お知らせ

SGLT2阻害薬という尿糖を出させる薬

2020.03.30

 この薬には様々なメリットがあることが分かってきました。糖尿病治療薬としては邪道とさえ言われていた薬です。最近では心不全の発生を予防することもわかってきており、今では循環器領域でも使われはじめています。腎不全の発生も予防します。この機序についていろいろといわれていましたが、多くは血糖を下げる効果に結び付いた内容での説明でした。
 新しく交感神経について考察した内容について勉強してきました。肥満者は交感神経が優位に活動していることはわかっていますが、この薬はそのような患者で夜間の交感神経興奮を治める作用があるようです。痩せている人は夜間の交感神経亢進はないため、肥満糖尿病患者ほどの効果はないのではないかということです。

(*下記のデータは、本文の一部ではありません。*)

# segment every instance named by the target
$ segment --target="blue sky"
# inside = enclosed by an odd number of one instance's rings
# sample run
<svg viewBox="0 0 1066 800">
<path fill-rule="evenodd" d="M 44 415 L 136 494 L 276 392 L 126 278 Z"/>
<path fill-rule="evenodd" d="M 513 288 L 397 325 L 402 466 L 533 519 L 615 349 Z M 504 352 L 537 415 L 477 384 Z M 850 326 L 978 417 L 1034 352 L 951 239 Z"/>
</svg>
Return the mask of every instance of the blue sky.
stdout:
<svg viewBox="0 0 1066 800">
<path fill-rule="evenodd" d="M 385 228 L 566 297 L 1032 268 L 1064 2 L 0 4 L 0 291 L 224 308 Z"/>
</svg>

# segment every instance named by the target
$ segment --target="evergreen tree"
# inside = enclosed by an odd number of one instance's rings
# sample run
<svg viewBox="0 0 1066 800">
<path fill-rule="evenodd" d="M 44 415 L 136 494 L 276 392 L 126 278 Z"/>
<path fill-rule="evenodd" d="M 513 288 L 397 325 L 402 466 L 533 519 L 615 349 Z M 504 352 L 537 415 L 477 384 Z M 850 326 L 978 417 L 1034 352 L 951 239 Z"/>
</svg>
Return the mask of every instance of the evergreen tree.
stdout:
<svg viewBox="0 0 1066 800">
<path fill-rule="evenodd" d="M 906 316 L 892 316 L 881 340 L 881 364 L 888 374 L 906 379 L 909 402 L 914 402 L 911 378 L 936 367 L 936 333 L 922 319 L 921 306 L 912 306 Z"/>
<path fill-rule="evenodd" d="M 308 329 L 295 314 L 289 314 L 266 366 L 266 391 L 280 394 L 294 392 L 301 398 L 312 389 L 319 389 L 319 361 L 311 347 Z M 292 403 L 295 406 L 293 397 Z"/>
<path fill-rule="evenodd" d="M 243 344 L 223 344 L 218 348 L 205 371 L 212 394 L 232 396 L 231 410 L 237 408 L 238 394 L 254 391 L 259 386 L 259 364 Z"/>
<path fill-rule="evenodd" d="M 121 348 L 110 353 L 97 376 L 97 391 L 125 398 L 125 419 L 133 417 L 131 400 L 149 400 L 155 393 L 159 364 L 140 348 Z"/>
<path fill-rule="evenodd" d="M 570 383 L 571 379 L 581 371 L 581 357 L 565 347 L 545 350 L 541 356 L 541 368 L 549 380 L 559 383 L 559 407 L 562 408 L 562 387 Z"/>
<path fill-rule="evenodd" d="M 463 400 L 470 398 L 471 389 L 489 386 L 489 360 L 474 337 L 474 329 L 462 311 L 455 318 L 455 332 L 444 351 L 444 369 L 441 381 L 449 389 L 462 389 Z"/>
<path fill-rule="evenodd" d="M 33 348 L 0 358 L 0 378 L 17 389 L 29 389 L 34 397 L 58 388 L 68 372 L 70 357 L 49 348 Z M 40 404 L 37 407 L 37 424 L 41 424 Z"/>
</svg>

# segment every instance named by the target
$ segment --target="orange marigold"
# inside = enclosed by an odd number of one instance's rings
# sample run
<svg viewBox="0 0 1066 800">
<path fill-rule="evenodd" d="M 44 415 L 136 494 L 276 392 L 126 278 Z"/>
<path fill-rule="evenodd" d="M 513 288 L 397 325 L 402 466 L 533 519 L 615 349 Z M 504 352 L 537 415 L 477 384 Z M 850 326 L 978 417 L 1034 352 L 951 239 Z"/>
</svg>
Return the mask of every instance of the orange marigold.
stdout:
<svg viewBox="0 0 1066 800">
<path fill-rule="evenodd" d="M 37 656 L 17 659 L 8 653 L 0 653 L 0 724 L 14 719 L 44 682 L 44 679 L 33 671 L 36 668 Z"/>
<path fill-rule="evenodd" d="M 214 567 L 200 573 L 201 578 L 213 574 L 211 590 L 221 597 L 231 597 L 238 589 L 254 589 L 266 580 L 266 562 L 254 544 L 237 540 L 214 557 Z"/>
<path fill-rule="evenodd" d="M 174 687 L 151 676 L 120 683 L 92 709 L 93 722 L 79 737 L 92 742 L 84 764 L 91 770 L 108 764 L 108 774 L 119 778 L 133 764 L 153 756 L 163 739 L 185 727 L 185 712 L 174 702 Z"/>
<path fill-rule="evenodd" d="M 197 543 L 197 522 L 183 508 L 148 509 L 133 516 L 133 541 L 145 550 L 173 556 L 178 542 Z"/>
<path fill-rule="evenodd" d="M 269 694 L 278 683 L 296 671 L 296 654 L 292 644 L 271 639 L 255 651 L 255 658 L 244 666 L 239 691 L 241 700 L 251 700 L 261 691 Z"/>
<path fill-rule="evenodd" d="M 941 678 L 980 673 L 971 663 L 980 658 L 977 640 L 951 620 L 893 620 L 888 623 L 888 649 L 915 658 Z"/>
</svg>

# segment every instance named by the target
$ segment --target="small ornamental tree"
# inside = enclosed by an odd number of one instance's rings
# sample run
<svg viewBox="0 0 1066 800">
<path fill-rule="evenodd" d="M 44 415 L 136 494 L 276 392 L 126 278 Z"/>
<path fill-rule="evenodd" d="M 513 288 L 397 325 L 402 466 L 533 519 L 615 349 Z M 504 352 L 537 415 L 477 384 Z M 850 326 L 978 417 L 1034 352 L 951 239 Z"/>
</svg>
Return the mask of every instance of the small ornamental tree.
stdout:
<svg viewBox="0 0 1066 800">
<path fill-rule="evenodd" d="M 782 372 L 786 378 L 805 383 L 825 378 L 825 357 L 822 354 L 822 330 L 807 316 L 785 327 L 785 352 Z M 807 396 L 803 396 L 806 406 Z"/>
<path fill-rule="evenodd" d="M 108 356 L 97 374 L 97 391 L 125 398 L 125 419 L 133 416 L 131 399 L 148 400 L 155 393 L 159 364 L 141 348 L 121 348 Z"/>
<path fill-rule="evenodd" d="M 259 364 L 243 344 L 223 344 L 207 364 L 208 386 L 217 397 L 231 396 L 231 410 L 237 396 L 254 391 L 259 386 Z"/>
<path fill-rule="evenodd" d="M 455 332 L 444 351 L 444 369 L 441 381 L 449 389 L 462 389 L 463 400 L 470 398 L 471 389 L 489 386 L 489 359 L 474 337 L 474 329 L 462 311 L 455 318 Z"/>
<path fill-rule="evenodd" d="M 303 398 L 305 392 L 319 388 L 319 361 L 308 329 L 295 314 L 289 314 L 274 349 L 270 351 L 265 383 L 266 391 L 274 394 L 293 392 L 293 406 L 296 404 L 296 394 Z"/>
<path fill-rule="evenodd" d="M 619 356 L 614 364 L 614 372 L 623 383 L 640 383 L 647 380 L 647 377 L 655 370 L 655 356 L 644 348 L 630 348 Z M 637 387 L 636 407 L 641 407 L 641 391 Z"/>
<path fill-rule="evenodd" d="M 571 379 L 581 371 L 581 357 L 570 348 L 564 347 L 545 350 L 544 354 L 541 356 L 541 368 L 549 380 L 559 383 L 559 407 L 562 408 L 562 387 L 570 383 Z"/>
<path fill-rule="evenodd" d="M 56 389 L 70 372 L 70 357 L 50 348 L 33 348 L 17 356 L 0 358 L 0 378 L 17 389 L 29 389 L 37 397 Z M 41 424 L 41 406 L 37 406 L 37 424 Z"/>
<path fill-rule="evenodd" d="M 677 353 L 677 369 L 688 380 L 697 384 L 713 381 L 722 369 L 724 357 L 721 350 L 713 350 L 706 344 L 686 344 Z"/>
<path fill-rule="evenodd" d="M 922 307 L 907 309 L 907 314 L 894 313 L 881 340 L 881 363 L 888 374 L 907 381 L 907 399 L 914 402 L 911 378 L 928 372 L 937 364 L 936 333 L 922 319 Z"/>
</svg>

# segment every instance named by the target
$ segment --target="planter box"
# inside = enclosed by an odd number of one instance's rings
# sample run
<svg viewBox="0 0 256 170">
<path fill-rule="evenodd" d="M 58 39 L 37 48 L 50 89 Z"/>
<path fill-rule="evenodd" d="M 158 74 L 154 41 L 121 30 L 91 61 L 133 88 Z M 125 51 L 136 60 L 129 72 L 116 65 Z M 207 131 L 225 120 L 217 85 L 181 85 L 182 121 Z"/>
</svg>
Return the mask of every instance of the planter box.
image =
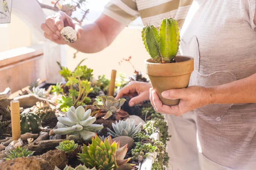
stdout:
<svg viewBox="0 0 256 170">
<path fill-rule="evenodd" d="M 150 137 L 155 140 L 159 140 L 160 139 L 160 133 L 155 132 L 150 136 Z M 150 156 L 144 160 L 141 164 L 141 166 L 139 167 L 139 170 L 151 170 L 152 165 L 154 162 L 154 159 L 152 156 L 155 159 L 157 155 L 157 153 L 156 152 L 154 152 L 153 153 L 148 153 Z"/>
</svg>

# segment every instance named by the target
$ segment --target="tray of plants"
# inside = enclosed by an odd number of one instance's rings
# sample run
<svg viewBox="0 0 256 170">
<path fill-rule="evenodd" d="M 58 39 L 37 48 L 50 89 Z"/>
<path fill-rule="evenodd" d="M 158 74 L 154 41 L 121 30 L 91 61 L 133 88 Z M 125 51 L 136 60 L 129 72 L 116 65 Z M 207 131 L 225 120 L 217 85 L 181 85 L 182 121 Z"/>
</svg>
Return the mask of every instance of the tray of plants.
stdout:
<svg viewBox="0 0 256 170">
<path fill-rule="evenodd" d="M 172 18 L 164 19 L 159 32 L 148 26 L 142 34 L 152 57 L 145 65 L 152 87 L 163 103 L 177 104 L 178 100 L 165 100 L 161 93 L 187 86 L 193 67 L 191 57 L 175 57 L 179 44 L 177 23 Z M 124 60 L 130 62 L 131 58 Z M 13 110 L 9 105 L 12 99 L 7 99 L 10 89 L 0 93 L 1 170 L 168 167 L 166 145 L 171 136 L 163 115 L 155 112 L 149 102 L 130 107 L 129 97 L 116 99 L 114 95 L 106 95 L 113 91 L 109 85 L 114 83 L 110 83 L 104 75 L 94 79 L 93 70 L 86 65 L 79 65 L 73 71 L 61 68 L 59 73 L 66 83 L 46 86 L 35 84 L 14 99 L 20 103 L 16 111 L 20 113 L 20 137 L 17 138 L 17 126 L 12 127 Z M 148 82 L 140 71 L 134 73 L 130 81 Z M 163 76 L 157 79 L 156 74 Z M 163 81 L 163 77 L 169 80 Z M 174 82 L 178 84 L 170 82 L 173 79 L 177 79 Z M 121 79 L 115 88 L 119 89 L 128 83 Z M 161 88 L 160 83 L 166 87 Z"/>
</svg>

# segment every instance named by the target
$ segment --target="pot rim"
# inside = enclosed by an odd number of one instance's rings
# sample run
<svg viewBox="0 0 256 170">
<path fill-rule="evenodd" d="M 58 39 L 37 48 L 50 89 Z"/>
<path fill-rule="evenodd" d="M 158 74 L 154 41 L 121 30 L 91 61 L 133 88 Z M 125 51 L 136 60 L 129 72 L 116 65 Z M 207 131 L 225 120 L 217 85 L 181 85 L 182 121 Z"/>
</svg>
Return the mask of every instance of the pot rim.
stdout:
<svg viewBox="0 0 256 170">
<path fill-rule="evenodd" d="M 183 55 L 176 55 L 175 56 L 175 57 L 186 57 L 189 58 L 190 58 L 190 59 L 188 60 L 186 60 L 186 61 L 182 61 L 181 62 L 171 62 L 171 63 L 159 63 L 158 62 L 148 62 L 148 60 L 149 60 L 153 61 L 152 58 L 151 58 L 151 57 L 150 57 L 150 58 L 147 58 L 147 59 L 145 60 L 144 60 L 144 63 L 145 64 L 152 64 L 152 65 L 159 65 L 159 64 L 165 64 L 165 65 L 166 65 L 166 64 L 177 64 L 177 63 L 184 63 L 186 62 L 190 62 L 191 60 L 194 60 L 194 58 L 193 58 L 192 57 L 188 56 L 183 56 Z"/>
</svg>

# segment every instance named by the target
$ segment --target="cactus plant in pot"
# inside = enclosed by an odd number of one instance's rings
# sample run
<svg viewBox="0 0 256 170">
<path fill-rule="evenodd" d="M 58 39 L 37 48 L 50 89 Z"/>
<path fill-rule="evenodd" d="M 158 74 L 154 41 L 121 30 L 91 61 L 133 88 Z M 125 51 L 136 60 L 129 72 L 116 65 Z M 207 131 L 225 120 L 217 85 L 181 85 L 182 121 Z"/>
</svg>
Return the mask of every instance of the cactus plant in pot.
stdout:
<svg viewBox="0 0 256 170">
<path fill-rule="evenodd" d="M 178 104 L 179 99 L 168 99 L 161 95 L 163 91 L 187 87 L 194 70 L 192 57 L 176 55 L 180 45 L 177 21 L 165 18 L 159 31 L 153 26 L 148 25 L 142 33 L 145 48 L 151 57 L 145 63 L 153 88 L 163 104 Z"/>
</svg>

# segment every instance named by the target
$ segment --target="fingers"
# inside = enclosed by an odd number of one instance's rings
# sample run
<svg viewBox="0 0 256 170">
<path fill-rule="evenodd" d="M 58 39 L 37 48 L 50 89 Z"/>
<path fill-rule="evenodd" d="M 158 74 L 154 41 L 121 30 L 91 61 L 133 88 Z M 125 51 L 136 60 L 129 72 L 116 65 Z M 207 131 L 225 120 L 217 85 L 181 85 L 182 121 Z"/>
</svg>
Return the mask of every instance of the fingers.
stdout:
<svg viewBox="0 0 256 170">
<path fill-rule="evenodd" d="M 116 99 L 119 99 L 124 96 L 127 96 L 130 93 L 136 92 L 135 87 L 133 83 L 130 83 L 120 90 L 119 93 L 116 96 Z"/>
<path fill-rule="evenodd" d="M 171 99 L 183 99 L 186 96 L 186 88 L 170 90 L 163 91 L 162 96 L 163 97 Z"/>
<path fill-rule="evenodd" d="M 143 92 L 138 96 L 132 98 L 129 102 L 129 106 L 133 107 L 135 105 L 140 103 L 143 101 L 148 99 L 148 93 L 146 92 Z"/>
<path fill-rule="evenodd" d="M 54 15 L 54 22 L 59 31 L 61 31 L 64 28 L 64 21 L 66 20 L 67 15 L 61 11 L 56 13 Z"/>
<path fill-rule="evenodd" d="M 180 113 L 178 105 L 169 106 L 163 105 L 159 99 L 157 93 L 153 90 L 151 91 L 151 101 L 155 110 L 161 113 L 170 114 L 177 116 L 180 116 Z"/>
<path fill-rule="evenodd" d="M 45 34 L 51 37 L 51 39 L 57 39 L 59 38 L 59 37 L 57 34 L 54 34 L 47 26 L 46 23 L 44 23 L 41 25 L 41 28 Z"/>
</svg>

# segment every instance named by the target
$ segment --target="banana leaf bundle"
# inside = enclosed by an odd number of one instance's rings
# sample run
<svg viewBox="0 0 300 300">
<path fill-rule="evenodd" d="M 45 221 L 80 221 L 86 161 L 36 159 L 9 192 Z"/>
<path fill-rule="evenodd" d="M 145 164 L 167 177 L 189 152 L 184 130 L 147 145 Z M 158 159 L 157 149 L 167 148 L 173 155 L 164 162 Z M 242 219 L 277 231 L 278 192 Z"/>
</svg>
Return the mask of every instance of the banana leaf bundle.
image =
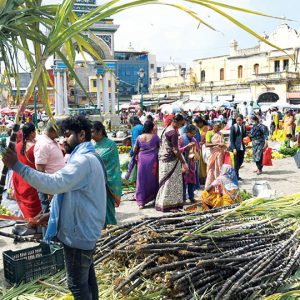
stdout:
<svg viewBox="0 0 300 300">
<path fill-rule="evenodd" d="M 298 299 L 300 194 L 112 227 L 95 266 L 100 299 Z"/>
</svg>

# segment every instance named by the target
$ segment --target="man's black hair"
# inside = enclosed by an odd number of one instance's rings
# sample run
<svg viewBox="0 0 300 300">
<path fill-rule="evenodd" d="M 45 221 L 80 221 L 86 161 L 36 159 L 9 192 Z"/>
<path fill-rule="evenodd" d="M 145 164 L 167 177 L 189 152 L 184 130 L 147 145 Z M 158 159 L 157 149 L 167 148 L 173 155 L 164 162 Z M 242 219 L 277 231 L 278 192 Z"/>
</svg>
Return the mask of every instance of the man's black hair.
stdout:
<svg viewBox="0 0 300 300">
<path fill-rule="evenodd" d="M 193 124 L 189 124 L 186 128 L 185 128 L 185 132 L 188 133 L 188 132 L 193 132 L 193 131 L 196 131 L 197 128 L 195 125 Z"/>
<path fill-rule="evenodd" d="M 154 123 L 151 121 L 146 121 L 143 127 L 143 133 L 151 133 L 154 128 Z"/>
<path fill-rule="evenodd" d="M 95 129 L 98 132 L 101 131 L 102 135 L 107 137 L 105 127 L 104 127 L 103 123 L 101 123 L 100 121 L 94 121 L 93 122 L 93 129 Z"/>
<path fill-rule="evenodd" d="M 92 138 L 92 123 L 84 116 L 71 116 L 61 122 L 60 128 L 62 132 L 67 130 L 79 133 L 81 130 L 85 131 L 85 140 L 90 141 Z"/>
</svg>

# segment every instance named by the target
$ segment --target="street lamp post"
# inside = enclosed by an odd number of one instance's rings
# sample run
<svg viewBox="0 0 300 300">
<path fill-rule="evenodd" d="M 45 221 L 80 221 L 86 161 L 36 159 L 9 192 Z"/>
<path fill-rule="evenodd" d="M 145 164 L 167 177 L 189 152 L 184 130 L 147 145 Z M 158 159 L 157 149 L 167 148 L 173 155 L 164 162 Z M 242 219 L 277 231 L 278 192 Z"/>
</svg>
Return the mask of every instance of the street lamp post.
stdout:
<svg viewBox="0 0 300 300">
<path fill-rule="evenodd" d="M 34 88 L 34 92 L 33 92 L 33 104 L 34 104 L 34 126 L 35 128 L 38 128 L 38 124 L 37 124 L 37 90 L 36 88 Z"/>
<path fill-rule="evenodd" d="M 119 94 L 119 85 L 120 85 L 120 79 L 116 77 L 116 92 L 117 92 L 117 105 L 118 105 L 118 114 L 120 113 L 120 94 Z"/>
<path fill-rule="evenodd" d="M 143 110 L 143 108 L 144 108 L 143 86 L 144 86 L 144 77 L 145 77 L 145 71 L 143 68 L 140 68 L 140 70 L 138 71 L 138 77 L 139 77 L 138 87 L 139 87 L 139 93 L 141 95 L 140 107 L 141 107 L 141 110 Z"/>
<path fill-rule="evenodd" d="M 212 99 L 212 89 L 214 87 L 214 82 L 213 81 L 210 81 L 209 87 L 210 87 L 210 104 L 213 105 L 213 99 Z"/>
</svg>

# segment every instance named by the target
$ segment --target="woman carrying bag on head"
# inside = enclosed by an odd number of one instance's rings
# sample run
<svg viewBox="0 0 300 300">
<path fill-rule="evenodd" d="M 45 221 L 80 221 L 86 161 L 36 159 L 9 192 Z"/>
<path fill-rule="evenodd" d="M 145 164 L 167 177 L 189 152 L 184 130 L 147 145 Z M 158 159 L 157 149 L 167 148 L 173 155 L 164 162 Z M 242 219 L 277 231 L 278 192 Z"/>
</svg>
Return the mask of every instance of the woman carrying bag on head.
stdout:
<svg viewBox="0 0 300 300">
<path fill-rule="evenodd" d="M 252 141 L 253 161 L 256 163 L 257 175 L 262 174 L 263 169 L 263 151 L 268 147 L 269 131 L 267 127 L 259 123 L 257 116 L 251 118 L 252 129 L 250 137 Z"/>
</svg>

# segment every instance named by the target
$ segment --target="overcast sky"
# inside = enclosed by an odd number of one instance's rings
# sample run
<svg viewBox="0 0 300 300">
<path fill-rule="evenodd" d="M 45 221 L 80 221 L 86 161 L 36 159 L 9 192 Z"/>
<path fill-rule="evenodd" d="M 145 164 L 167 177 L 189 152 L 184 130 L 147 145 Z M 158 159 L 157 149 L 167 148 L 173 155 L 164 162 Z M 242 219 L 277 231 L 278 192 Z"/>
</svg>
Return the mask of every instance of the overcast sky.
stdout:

つまり、この薬を使って体重が減った肥満者は、交感神経抑制による恩恵をたくさん受けることができるようです。
 血糖に関して言えば、この薬にDPP4阻害薬を併用すれば、血糖が下がる上に血糖の日内変動幅が減ります。この薬で膵β細胞のインクレチン作用を増強するからではないかという理由でした。ほかにも様々な知見から、やはり糖尿病にSGLT2阻害薬は欠かせないようです。